Monday 4 April 2011

Q. and babies? A. and babies.

produced by the Art Workers Colaition in 1969, And Babies is a prime example of the power the juxtaposition of text and image can have. The simplicity of the poster, produced initially for the museum of modern art but pulled by the owners, means that the message is absolutely clear. Yet the choice of text does not patronize or demonize as many protest posters can.
The text itself is from a CBS news interview with a Vietnam soldier on the subject of the massacre of civilians.

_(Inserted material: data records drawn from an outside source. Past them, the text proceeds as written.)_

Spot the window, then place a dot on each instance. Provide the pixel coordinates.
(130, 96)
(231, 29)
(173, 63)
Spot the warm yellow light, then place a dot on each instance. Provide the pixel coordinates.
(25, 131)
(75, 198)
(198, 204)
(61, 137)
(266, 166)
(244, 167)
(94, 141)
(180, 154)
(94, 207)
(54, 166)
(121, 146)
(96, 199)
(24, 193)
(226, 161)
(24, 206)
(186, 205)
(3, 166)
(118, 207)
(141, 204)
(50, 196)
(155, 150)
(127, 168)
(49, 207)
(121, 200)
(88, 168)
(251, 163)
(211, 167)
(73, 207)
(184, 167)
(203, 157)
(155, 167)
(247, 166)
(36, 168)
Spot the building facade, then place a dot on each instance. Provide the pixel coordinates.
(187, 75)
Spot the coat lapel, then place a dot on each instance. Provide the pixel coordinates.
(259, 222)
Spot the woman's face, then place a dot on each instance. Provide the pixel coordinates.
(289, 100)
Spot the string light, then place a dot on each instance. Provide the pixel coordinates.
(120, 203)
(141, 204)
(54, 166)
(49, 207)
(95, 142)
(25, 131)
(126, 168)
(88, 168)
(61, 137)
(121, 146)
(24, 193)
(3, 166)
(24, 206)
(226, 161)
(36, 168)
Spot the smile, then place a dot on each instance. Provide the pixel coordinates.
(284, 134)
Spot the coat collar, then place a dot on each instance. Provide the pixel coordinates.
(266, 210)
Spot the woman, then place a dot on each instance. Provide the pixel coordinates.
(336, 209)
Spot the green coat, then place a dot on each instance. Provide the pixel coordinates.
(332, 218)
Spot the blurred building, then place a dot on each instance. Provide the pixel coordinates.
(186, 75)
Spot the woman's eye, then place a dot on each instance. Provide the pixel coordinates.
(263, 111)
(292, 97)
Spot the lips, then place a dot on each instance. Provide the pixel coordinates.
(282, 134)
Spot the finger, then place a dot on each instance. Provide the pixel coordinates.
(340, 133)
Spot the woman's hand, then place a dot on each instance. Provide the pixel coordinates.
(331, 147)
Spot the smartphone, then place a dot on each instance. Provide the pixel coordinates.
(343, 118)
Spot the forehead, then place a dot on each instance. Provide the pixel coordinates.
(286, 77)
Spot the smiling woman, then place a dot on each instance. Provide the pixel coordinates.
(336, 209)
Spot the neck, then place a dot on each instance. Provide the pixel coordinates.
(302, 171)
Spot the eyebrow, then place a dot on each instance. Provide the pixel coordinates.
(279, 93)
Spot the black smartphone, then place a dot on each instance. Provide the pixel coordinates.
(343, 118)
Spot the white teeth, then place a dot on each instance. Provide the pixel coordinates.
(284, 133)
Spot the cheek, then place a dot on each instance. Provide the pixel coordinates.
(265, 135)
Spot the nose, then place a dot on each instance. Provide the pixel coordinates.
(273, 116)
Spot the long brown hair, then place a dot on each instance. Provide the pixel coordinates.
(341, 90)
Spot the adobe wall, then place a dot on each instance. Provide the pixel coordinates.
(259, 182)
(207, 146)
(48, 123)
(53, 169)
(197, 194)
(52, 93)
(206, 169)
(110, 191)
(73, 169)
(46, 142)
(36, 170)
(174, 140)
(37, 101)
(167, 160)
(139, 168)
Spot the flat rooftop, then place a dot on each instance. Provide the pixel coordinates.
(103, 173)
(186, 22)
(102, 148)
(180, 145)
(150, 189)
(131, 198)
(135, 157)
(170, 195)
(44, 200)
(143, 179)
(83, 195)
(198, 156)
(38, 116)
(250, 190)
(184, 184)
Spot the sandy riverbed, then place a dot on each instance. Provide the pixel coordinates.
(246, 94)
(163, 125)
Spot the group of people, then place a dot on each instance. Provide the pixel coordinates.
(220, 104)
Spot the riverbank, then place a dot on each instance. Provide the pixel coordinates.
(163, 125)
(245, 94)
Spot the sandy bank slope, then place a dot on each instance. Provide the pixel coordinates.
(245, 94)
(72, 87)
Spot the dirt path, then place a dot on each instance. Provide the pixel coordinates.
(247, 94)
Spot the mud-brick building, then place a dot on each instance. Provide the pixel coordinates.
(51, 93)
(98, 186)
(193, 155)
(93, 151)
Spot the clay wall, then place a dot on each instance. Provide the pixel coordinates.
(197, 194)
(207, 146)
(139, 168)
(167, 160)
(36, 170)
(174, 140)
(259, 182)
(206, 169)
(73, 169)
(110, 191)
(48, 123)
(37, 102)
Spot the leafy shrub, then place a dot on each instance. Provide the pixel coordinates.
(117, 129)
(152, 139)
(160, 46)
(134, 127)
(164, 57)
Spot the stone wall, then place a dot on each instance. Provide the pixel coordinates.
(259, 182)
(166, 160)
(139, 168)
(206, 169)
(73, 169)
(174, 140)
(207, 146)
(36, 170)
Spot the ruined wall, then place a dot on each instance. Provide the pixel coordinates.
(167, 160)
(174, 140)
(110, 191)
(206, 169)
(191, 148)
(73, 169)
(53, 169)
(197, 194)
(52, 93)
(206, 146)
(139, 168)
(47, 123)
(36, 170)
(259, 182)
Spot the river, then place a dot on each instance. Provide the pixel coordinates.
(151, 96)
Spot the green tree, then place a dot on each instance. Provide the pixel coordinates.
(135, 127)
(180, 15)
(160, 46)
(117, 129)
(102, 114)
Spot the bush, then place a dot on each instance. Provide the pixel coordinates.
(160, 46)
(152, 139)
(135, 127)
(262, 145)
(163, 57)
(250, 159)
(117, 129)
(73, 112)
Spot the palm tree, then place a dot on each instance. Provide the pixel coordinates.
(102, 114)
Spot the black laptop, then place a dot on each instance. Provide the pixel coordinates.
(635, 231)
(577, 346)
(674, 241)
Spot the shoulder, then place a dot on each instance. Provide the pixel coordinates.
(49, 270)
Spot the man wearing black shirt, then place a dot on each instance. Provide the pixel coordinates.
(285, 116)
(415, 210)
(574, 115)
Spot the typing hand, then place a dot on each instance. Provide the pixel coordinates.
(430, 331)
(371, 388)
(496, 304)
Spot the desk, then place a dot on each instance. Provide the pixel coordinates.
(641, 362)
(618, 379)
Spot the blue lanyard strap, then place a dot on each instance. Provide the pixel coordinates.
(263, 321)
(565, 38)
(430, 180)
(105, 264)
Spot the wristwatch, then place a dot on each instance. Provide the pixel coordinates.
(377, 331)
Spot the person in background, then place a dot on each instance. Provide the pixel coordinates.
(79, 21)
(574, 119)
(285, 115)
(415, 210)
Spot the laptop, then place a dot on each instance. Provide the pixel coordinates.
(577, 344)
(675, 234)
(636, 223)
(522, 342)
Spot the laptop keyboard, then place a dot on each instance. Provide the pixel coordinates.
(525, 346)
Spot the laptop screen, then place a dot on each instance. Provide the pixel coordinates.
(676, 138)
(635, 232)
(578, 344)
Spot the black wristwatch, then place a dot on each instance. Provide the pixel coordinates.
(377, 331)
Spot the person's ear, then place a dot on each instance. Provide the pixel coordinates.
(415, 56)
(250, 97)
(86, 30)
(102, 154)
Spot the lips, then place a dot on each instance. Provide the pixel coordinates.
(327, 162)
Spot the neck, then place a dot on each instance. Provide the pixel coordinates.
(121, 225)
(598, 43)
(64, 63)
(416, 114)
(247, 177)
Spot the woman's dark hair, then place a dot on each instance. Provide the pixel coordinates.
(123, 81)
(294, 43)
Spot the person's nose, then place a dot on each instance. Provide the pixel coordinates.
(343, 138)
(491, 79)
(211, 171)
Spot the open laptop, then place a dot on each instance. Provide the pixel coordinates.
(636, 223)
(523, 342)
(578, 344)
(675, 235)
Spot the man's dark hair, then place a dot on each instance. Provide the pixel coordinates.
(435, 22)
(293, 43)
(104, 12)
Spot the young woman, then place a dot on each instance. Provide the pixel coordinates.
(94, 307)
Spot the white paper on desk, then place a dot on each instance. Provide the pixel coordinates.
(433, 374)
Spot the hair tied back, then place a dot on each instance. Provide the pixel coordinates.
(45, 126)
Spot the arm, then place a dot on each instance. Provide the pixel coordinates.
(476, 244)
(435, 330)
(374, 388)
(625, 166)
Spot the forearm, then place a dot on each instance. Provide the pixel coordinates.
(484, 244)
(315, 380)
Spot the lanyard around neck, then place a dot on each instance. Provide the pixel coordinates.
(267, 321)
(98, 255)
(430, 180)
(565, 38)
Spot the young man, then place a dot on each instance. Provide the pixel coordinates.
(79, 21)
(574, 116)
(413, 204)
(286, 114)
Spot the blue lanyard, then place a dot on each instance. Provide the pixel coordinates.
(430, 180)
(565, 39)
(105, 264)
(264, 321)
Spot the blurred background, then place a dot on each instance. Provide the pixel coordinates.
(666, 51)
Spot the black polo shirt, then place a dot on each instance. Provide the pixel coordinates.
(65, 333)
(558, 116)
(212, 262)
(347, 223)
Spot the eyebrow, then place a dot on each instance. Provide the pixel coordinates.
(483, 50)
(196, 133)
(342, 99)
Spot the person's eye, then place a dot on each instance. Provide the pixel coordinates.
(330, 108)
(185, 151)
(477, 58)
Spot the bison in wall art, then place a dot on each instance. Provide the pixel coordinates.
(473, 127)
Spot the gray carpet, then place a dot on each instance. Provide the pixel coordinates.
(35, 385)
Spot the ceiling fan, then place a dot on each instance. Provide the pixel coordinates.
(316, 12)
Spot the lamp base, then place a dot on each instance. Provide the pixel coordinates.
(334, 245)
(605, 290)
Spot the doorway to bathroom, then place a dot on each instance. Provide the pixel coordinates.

Q. So you fired something like sixty-seven shots?
A. Right.
Q. And you killed how many? At that time?
A. Well, I fired them automatic, so you can’t- You just spray the area on them and so you can’t know how many you killed ‘cause they were going fast. So I might have killed ten or fifteen of them.
Q. Men, women, and children?
A. Men, women, and children.
Q. And babies?
A. And babies.

The question and answer are only differentiated by punctuation, making the viewer say the words in the there head, using there internal voice in order to understand them, and possibly meaning they are thought about more.

Roy Voss


Bringing to written word into an outdoor environment, especially a rural one, is something that I have dabbled in in my work and have found hard to judge right. Ross does it extremely well, using text to provide a cation for a scene. in cross the caption is very much a part of the environment it is in, seemingly like a bridge, its function and form literally being the same.

In legless the caption is more like a traditional humorous tag line, but the words actual physicality in the scene make it more bizarre. we know that the words must have come before the sheep sitting around it - maybe it is this knowledge of Voss waiting for the sheep to sit around his sign that makes it funnier? or is the tag line some how more authoritative with the knowledge that it exists in reality?